6325 sayılı Kanun uyarınca, Arabuluculuk, “sistematik teknikler uygulayarak, görüşmek ve müzakerelerde bulunmak amacıyla tarafları bir araya getiren, onların birbirlerini anlamalarını ve bu suretle çözümlerini kendilerinin üretmesini sağlamak için aralarında iletişim sürecinin kurulmasını gerçekleştiren, tarafların çözüm üretemediklerinin ortaya çıkması hâlinde çözüm önerisi de getirebilen, uzmanlık eğitimi almış olan tarafsız ve bağımsız bir üçüncü kişinin katılımıyla ve ihtiyarî olarak yürütülen uyuşmazlık çözüm yöntemini” ifade eder. Arabulucu ise, Kanun ile öngörülen arabuluculuk eğitimini tamamlayıp arabuluculuk sınavında öngörülen başarıyı sağladıktan sonra arabuluculuk siciline kaydedilmiş bulunan ve yukarıda tanımlanan arabuluculuk faaliyetini yürüten, hukuk fakültesinden mezun olmuş ve en az 5 yıllık mesleki deneyime sahip gerçek kişidir.
Yabancılık unsuru taşıyanlar da dâhil olmak üzere, tarafların üzerinde serbestçe tasarruf edebilecekleri iş veya işlemlerden doğan özel hukuk uyuşmazlıklarının çözümlenmesinde arabuluculuğa başvurulması mümkündür. Anılan uyuşmazlıklara, bunlarla sınırlı olmamak üzere, ticari uyuşmazlıklar, sözleşmeden kaynaklı uyuşmazlıklar, boşanmanın mali sonuçları, miras ile ilgili uyuşmazlıklar, kiraya veren-kiracı uyuşmazlıkları, işçi-işveren uyuşmazlıkları, tüketici hukukuna ilişkin uyuşmazlıklar örnek olarak gösterilebilir. Aile içi şiddet iddiasını içeren uyuşmazlıkların arabuluculuğa elverişli olmadığı açıkça düzenlenmiştir.

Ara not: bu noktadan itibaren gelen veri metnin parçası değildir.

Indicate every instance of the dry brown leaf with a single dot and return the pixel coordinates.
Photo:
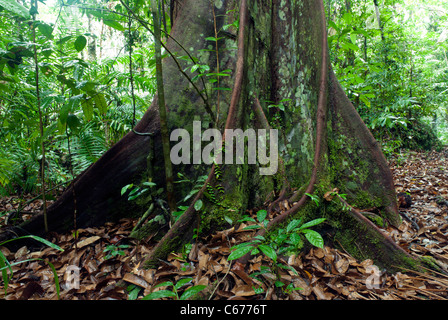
(243, 291)
(87, 241)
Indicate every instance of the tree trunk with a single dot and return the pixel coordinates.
(279, 58)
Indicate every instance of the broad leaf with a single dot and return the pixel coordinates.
(87, 109)
(198, 205)
(191, 292)
(261, 215)
(80, 43)
(238, 253)
(268, 251)
(312, 223)
(100, 102)
(15, 7)
(113, 24)
(160, 294)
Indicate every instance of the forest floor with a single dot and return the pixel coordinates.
(109, 260)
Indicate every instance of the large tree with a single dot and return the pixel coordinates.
(280, 78)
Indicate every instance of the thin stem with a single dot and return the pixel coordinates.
(131, 77)
(41, 124)
(162, 110)
(217, 62)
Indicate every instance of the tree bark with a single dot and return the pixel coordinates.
(277, 54)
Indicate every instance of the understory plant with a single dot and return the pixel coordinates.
(285, 241)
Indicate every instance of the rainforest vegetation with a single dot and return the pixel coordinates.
(90, 91)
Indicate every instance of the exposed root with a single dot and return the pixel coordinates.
(186, 220)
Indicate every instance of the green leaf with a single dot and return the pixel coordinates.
(191, 292)
(87, 109)
(268, 251)
(46, 242)
(73, 122)
(80, 43)
(182, 282)
(125, 188)
(261, 215)
(312, 223)
(160, 294)
(238, 253)
(292, 225)
(314, 238)
(15, 7)
(198, 205)
(113, 24)
(46, 30)
(149, 184)
(100, 102)
(164, 284)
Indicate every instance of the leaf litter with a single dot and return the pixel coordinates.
(319, 274)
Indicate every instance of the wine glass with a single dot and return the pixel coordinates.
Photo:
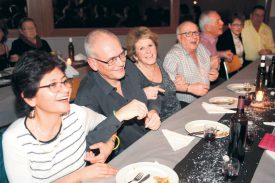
(230, 169)
(209, 134)
(251, 132)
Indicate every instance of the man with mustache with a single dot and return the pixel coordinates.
(188, 64)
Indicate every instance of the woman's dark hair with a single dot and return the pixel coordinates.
(4, 29)
(235, 16)
(27, 74)
(23, 20)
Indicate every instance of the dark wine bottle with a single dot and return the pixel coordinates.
(238, 132)
(71, 49)
(271, 74)
(261, 74)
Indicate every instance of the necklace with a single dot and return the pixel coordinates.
(150, 72)
(50, 145)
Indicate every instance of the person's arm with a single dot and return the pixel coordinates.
(95, 171)
(15, 159)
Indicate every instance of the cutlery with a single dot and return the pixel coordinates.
(198, 133)
(228, 102)
(144, 178)
(137, 177)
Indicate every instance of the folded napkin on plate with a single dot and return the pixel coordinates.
(269, 123)
(268, 142)
(79, 57)
(214, 109)
(176, 140)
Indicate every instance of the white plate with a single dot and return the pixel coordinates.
(198, 125)
(239, 88)
(128, 173)
(225, 102)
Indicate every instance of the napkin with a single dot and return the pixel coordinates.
(268, 142)
(79, 57)
(176, 140)
(269, 123)
(71, 72)
(215, 109)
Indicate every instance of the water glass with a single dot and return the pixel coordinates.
(251, 132)
(230, 169)
(209, 134)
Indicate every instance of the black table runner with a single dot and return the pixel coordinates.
(205, 165)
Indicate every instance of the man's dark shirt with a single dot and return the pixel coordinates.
(97, 94)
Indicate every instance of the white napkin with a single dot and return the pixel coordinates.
(215, 109)
(71, 72)
(79, 57)
(269, 123)
(176, 140)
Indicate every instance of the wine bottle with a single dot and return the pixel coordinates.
(71, 49)
(238, 132)
(271, 74)
(261, 74)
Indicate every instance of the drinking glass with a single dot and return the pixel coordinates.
(209, 134)
(230, 169)
(251, 132)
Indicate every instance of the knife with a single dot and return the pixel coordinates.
(144, 178)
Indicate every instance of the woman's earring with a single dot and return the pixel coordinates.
(32, 114)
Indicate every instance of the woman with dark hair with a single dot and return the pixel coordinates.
(48, 144)
(231, 38)
(28, 40)
(4, 50)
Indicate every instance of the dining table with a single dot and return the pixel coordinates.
(194, 163)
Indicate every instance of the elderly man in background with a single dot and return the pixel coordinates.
(211, 26)
(113, 85)
(188, 64)
(257, 36)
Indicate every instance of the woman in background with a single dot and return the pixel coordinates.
(4, 50)
(231, 38)
(48, 144)
(28, 40)
(142, 49)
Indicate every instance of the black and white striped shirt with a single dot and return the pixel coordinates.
(28, 160)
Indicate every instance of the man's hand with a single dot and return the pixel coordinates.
(213, 74)
(105, 150)
(152, 92)
(228, 55)
(198, 89)
(152, 121)
(215, 62)
(133, 109)
(265, 52)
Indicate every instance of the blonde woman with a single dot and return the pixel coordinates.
(142, 46)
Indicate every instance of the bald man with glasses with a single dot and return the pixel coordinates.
(114, 87)
(188, 64)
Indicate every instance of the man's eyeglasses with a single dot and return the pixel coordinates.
(112, 61)
(56, 86)
(189, 34)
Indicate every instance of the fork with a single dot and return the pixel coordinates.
(137, 177)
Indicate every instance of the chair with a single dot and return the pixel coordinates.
(232, 66)
(75, 86)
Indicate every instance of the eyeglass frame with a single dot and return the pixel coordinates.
(123, 53)
(59, 84)
(190, 33)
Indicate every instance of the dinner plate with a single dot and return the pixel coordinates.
(198, 125)
(155, 169)
(239, 88)
(225, 102)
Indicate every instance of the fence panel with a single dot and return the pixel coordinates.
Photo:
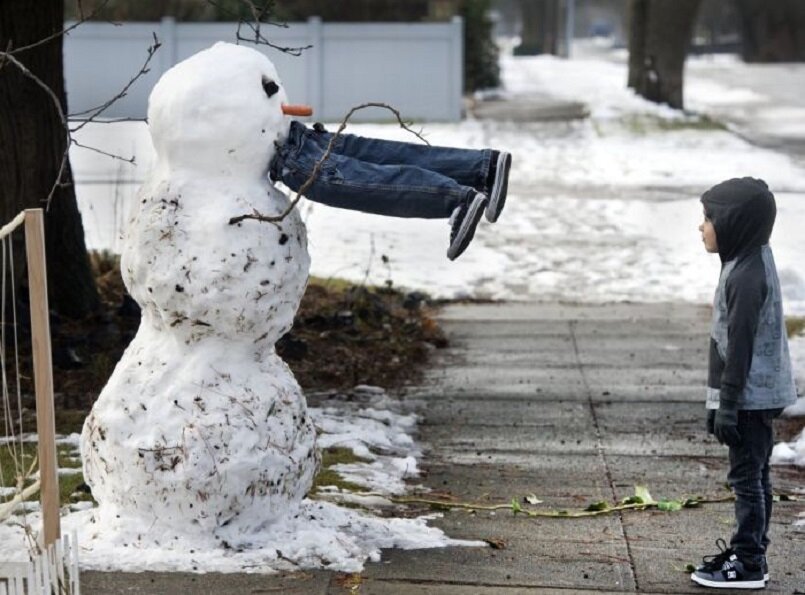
(416, 67)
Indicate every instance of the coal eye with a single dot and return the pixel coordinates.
(270, 87)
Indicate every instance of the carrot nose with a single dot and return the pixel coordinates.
(297, 110)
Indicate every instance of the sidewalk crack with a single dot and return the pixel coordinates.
(599, 446)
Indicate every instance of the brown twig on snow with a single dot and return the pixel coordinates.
(256, 215)
(144, 69)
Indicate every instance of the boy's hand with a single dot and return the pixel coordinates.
(725, 425)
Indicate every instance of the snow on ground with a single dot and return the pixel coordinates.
(320, 535)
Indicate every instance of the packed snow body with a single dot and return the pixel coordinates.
(202, 429)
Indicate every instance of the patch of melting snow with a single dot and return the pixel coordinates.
(319, 534)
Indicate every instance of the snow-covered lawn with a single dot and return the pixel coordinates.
(599, 210)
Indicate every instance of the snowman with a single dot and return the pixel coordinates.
(202, 428)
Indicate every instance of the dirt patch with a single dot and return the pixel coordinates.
(343, 335)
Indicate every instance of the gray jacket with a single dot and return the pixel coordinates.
(749, 359)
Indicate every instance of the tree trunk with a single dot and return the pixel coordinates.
(540, 24)
(659, 37)
(32, 142)
(772, 31)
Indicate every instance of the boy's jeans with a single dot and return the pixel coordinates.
(379, 176)
(749, 478)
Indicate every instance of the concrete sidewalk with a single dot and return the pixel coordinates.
(574, 404)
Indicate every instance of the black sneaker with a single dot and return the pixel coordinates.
(463, 223)
(498, 184)
(726, 571)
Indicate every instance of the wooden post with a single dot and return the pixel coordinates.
(43, 373)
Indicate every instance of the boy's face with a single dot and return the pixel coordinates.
(708, 235)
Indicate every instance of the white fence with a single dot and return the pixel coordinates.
(415, 67)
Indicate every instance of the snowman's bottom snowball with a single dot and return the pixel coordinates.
(319, 535)
(202, 439)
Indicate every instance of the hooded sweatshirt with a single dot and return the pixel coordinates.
(750, 366)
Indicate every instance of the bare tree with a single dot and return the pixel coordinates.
(540, 27)
(659, 37)
(33, 144)
(772, 31)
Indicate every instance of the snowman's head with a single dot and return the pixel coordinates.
(218, 113)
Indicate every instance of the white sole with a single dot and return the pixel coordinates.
(495, 196)
(758, 584)
(467, 230)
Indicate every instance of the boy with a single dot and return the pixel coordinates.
(750, 379)
(397, 179)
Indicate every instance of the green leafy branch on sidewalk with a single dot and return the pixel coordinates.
(641, 500)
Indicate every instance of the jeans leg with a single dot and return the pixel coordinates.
(769, 502)
(468, 167)
(768, 491)
(747, 462)
(349, 183)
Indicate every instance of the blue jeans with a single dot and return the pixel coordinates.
(749, 479)
(380, 176)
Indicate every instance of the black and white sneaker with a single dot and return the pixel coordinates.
(463, 222)
(498, 184)
(726, 571)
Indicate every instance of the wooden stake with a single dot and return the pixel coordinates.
(43, 373)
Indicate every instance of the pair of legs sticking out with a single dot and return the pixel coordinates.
(397, 179)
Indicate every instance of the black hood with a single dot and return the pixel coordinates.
(742, 211)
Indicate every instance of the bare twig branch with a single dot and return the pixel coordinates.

Arabuluculuk genel itibariyle gönüllülük esasına dayansa da, İş Hukukunda zorunlu arabuluculuk öngörülmüş olup, işçi veya işveren alacağı, tazminatı ve işe iade talepli uyuşmazlıklarda dava açmadan önce arabuluculuğa başvurulmuş olunması ve uyuşmazlığın arabuluculuk ile çözüme kavuşmamış olması zorunlu hale getirilmiştir.